TransPeakNet: Solvent-Aware 2D NMR Prediction via Multi-Task Pre-Training and Unsupervised Learning
Yunrui Li, Hao Xu, Ambrish Kumar, Duosheng Wang, Christian Heiss, Parastoo Azadi, Pengyu Hong
TL;DR
TransPeakNet tackles the challenge of predicting HSQC cross-peaks in 2D NMR by leveraging a solvent-aware graph neural network and a two-stage transfer strategy. It pre-trains on a large 1D NMR corpus with Multi-Task learning and then refines predictions on unlabeled HSQC data through iterative unsupervised fine-tuning and pseudo-annotation, explicitly accounting for solvent effects. The approach achieves state-of-the-art MAEs of $2.05$ ppm for $^{13}$C and $0.165$ ppm for $^{1}$H, with $95.21\%$ concordance to expert peak assignments on a 479-molecule test set, and outperforms traditional tools, especially for large or saccharide-rich molecules. The results demonstrate robust generalization across molecular weights and chemical classes, and the framework lays groundwork for extending to other 2D NMR modalities via 3D-GNNs and broader solvent-aware predictions.
Abstract
Nuclear Magnetic Resonance (NMR) spectroscopy is essential for revealing molecular structure, electronic environment, and dynamics. Accurate NMR shift prediction allows researchers to validate structures by comparing predicted and observed shifts. While Machine Learning (ML) has improved one-dimensional (1D) NMR shift prediction, predicting 2D NMR remains challenging due to limited annotated data.
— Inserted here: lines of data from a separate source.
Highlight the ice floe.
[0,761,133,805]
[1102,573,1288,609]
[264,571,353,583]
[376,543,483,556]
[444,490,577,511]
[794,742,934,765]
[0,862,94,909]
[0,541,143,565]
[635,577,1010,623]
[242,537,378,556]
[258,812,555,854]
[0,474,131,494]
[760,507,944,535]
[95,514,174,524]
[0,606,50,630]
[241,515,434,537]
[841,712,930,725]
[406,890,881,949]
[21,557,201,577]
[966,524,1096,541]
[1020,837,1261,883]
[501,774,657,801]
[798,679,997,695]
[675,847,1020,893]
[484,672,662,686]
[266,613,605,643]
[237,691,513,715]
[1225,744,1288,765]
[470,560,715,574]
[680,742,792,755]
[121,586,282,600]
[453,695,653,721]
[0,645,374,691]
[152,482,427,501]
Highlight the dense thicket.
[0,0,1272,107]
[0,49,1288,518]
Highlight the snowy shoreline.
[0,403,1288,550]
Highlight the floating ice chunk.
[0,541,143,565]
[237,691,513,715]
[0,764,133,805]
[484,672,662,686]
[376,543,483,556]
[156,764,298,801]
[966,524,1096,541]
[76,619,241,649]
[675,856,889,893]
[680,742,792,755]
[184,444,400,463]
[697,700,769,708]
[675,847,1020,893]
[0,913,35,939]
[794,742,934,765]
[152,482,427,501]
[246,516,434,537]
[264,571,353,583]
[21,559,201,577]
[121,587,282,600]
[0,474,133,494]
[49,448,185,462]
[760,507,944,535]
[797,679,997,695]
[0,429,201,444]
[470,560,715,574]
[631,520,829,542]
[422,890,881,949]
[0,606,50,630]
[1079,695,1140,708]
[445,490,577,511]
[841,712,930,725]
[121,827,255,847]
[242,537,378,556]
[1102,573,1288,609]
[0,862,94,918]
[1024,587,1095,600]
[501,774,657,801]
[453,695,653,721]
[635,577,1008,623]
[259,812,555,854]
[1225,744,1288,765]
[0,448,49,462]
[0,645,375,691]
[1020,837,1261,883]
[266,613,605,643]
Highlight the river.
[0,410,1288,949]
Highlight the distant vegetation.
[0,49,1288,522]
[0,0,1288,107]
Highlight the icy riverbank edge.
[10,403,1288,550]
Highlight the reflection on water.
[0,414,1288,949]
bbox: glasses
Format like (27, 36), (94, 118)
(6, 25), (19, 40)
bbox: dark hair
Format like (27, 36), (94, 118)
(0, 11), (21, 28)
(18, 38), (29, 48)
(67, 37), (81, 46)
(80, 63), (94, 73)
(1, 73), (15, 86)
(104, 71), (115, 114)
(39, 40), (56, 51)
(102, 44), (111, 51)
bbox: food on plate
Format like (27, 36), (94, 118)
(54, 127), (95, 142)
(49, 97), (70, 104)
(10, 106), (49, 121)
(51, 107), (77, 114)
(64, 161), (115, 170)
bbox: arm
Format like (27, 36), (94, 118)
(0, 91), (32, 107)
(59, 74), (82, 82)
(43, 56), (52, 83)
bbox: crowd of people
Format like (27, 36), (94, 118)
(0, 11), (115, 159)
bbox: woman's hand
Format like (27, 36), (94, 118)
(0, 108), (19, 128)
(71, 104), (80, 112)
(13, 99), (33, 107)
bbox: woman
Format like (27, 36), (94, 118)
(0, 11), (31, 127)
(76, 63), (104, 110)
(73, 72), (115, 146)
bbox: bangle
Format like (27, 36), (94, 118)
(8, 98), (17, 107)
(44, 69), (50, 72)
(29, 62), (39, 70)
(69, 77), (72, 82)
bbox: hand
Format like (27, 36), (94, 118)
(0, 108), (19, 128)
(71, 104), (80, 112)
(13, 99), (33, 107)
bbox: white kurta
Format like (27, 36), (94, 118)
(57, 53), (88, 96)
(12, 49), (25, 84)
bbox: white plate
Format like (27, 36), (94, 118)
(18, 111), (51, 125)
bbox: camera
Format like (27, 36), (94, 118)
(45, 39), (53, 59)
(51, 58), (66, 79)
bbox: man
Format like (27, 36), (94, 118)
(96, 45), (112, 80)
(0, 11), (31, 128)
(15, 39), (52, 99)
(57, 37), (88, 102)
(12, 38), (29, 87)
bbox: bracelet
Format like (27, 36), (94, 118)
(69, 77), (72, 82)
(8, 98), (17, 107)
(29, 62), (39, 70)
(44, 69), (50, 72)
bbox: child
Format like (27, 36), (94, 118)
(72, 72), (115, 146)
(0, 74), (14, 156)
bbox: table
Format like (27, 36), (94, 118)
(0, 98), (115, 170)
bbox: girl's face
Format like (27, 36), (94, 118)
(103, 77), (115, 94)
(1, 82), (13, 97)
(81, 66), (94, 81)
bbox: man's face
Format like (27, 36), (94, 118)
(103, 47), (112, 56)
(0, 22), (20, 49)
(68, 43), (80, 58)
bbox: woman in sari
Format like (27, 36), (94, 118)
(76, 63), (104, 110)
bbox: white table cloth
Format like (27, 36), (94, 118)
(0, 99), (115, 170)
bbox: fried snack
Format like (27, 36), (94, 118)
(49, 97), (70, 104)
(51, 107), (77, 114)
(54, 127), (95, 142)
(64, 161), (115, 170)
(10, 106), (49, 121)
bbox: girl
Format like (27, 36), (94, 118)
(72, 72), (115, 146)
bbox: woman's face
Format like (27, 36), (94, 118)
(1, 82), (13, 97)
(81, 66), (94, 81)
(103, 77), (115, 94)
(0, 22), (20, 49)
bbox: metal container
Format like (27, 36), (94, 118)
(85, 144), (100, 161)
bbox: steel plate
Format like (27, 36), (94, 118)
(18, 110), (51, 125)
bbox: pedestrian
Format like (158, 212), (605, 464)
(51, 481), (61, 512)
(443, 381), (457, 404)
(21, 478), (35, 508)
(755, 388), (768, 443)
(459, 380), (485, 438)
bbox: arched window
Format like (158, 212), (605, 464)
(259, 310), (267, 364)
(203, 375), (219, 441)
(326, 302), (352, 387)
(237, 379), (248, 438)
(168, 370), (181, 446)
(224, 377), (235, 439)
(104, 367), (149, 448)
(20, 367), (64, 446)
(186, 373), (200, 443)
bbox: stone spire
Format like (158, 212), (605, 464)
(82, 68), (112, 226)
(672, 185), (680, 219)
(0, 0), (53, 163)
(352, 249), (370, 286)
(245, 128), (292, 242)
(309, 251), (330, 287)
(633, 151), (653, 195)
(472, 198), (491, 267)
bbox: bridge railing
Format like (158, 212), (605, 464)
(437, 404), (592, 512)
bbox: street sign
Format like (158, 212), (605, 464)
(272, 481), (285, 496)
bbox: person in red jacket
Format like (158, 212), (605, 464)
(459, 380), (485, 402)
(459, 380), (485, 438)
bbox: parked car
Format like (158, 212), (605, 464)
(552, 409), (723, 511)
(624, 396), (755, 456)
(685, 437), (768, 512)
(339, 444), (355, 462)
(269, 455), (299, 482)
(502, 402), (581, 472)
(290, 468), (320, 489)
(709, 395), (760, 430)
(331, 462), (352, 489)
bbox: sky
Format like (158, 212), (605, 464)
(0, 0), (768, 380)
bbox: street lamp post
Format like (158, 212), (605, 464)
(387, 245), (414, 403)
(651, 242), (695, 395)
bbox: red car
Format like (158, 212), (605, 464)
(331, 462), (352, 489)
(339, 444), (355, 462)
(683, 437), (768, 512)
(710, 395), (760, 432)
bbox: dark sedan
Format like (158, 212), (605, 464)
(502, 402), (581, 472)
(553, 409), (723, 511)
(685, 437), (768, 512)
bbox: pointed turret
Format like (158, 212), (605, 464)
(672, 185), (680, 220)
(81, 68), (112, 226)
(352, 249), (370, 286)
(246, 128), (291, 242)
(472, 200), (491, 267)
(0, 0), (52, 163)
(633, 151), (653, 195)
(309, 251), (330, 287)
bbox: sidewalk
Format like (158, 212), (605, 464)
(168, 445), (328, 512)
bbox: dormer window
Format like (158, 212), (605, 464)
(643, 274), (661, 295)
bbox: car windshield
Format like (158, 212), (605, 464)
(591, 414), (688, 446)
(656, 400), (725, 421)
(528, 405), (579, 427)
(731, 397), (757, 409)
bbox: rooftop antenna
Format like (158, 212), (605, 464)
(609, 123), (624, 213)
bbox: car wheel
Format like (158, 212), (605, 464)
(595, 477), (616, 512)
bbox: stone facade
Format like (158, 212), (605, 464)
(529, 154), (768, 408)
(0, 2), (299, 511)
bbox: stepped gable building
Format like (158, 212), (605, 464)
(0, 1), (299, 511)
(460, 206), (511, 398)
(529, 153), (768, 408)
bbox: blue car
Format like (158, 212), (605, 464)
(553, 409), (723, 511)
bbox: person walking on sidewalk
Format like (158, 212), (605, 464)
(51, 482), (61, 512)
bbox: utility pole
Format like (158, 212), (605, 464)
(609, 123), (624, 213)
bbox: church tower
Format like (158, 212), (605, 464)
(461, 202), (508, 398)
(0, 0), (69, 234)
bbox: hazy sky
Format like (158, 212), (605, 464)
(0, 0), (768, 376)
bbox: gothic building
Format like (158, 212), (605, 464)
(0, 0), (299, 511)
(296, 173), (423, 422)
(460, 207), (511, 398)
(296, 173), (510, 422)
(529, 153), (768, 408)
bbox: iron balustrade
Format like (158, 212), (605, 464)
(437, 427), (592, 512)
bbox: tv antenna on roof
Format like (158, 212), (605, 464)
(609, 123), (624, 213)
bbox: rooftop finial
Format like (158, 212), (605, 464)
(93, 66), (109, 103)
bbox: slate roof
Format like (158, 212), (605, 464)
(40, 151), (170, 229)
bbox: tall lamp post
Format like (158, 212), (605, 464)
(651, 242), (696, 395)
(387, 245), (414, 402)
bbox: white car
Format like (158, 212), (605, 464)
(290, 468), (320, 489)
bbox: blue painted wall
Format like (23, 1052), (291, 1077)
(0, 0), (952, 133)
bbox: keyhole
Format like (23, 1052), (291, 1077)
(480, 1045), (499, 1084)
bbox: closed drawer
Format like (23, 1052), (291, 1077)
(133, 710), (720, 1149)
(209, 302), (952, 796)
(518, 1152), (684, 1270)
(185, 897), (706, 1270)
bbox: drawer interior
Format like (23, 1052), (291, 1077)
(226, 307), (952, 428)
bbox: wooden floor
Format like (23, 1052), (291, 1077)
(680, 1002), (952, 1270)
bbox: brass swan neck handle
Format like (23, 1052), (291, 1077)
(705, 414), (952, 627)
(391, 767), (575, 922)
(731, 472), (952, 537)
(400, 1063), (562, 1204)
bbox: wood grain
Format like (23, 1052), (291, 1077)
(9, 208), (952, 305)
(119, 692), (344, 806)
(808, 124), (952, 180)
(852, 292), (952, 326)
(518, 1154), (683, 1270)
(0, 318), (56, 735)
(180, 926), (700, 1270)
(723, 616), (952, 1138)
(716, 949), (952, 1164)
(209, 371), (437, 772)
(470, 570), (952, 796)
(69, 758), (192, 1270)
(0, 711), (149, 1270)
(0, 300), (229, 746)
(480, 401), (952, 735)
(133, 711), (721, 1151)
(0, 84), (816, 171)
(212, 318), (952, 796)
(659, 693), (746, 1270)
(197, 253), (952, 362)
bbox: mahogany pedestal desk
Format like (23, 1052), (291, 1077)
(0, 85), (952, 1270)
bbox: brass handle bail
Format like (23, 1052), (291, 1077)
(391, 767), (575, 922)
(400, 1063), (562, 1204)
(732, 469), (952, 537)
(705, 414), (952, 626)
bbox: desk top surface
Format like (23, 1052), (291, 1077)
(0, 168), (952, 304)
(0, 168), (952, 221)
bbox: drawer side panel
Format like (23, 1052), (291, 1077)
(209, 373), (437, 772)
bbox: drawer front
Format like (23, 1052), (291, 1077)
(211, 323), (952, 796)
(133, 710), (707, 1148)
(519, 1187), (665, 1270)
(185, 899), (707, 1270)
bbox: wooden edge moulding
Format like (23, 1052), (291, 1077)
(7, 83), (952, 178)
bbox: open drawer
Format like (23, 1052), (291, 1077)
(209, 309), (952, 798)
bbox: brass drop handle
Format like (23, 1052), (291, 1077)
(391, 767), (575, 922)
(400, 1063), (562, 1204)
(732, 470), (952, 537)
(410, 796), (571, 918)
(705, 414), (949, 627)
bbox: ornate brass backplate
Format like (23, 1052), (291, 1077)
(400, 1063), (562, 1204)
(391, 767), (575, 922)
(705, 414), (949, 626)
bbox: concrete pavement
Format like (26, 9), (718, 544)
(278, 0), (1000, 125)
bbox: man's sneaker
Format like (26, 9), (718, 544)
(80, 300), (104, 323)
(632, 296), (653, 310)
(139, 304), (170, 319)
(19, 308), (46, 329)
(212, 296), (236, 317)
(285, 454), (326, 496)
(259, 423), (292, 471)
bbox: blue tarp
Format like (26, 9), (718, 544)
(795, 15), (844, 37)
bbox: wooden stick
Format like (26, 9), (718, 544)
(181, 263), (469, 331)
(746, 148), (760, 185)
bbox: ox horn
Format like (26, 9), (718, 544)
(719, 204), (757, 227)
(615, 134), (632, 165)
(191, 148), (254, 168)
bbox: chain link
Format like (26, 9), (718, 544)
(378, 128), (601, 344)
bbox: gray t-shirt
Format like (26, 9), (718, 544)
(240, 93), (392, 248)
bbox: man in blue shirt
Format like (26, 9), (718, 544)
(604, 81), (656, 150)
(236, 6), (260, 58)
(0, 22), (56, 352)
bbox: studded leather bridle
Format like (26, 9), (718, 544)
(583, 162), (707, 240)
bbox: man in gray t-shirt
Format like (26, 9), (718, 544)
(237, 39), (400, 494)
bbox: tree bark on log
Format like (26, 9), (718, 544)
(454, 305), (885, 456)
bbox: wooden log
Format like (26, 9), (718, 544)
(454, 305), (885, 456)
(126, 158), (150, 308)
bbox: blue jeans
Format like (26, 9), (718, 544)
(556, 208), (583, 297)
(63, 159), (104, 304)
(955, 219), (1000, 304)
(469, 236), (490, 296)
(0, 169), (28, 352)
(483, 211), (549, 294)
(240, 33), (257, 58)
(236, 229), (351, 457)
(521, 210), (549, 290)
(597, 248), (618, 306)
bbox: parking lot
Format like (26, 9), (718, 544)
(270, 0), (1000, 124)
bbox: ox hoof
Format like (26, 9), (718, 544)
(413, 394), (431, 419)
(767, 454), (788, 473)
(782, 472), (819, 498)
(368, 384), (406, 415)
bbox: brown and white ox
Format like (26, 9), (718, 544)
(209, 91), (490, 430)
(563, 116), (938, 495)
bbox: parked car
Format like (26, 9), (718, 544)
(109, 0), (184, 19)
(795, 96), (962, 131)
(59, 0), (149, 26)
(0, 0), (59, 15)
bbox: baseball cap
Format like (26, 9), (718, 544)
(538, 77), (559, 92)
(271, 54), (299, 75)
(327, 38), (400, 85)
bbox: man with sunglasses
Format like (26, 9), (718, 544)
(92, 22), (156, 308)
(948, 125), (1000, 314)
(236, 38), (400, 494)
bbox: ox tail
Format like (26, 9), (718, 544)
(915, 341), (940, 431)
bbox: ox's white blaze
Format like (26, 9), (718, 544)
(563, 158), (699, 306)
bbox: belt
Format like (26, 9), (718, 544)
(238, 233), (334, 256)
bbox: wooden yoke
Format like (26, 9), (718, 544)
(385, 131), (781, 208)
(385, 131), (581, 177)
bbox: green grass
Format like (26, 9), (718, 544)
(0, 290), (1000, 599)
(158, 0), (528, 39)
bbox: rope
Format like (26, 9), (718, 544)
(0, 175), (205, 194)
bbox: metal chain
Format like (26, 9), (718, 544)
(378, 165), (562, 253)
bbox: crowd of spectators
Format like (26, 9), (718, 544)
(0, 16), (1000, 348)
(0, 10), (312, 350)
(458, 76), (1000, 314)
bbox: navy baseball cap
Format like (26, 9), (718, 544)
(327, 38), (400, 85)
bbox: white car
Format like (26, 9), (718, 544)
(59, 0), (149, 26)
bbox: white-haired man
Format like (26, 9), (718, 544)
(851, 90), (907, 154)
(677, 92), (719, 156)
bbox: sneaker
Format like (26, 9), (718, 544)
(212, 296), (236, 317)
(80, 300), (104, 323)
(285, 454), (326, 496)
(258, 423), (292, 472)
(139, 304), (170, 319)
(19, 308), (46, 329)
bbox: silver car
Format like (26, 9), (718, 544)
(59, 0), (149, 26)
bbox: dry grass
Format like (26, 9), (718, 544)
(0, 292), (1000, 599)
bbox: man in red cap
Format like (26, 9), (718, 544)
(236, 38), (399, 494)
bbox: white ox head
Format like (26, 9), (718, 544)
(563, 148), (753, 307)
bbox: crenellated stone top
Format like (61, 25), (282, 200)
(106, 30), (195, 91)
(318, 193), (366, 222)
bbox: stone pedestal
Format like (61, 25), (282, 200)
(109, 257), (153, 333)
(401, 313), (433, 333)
To address this, we introduce an unsupervised training framework for predicting cross-peaks in 2D NMR, specifically Heteronuclear Single Quantum Coherence (HSQC).Our approach pretrains an ML model on an annotated 1D dataset of 1H and 13C shifts, then finetunes it in an unsupervised manner using unlabeled HSQC data, which simultaneously generates cross-peak annotations. Our model also adjusts for solvent effects. Evaluation on 479 expert-annotated HSQC spectra demonstrates our model's superiority over traditional methods (ChemDraw and Mestrenova), achieving Mean Absolute Errors (MAEs) of 2.05 ppm and 0.165 ppm for 13C shifts and 1H shifts respectively. Our algorithmic annotations show a 95.21% concordance with experts' assignments, underscoring the approach's potential for structural elucidation in fields like organic chemistry, pharmaceuticals, and natural products.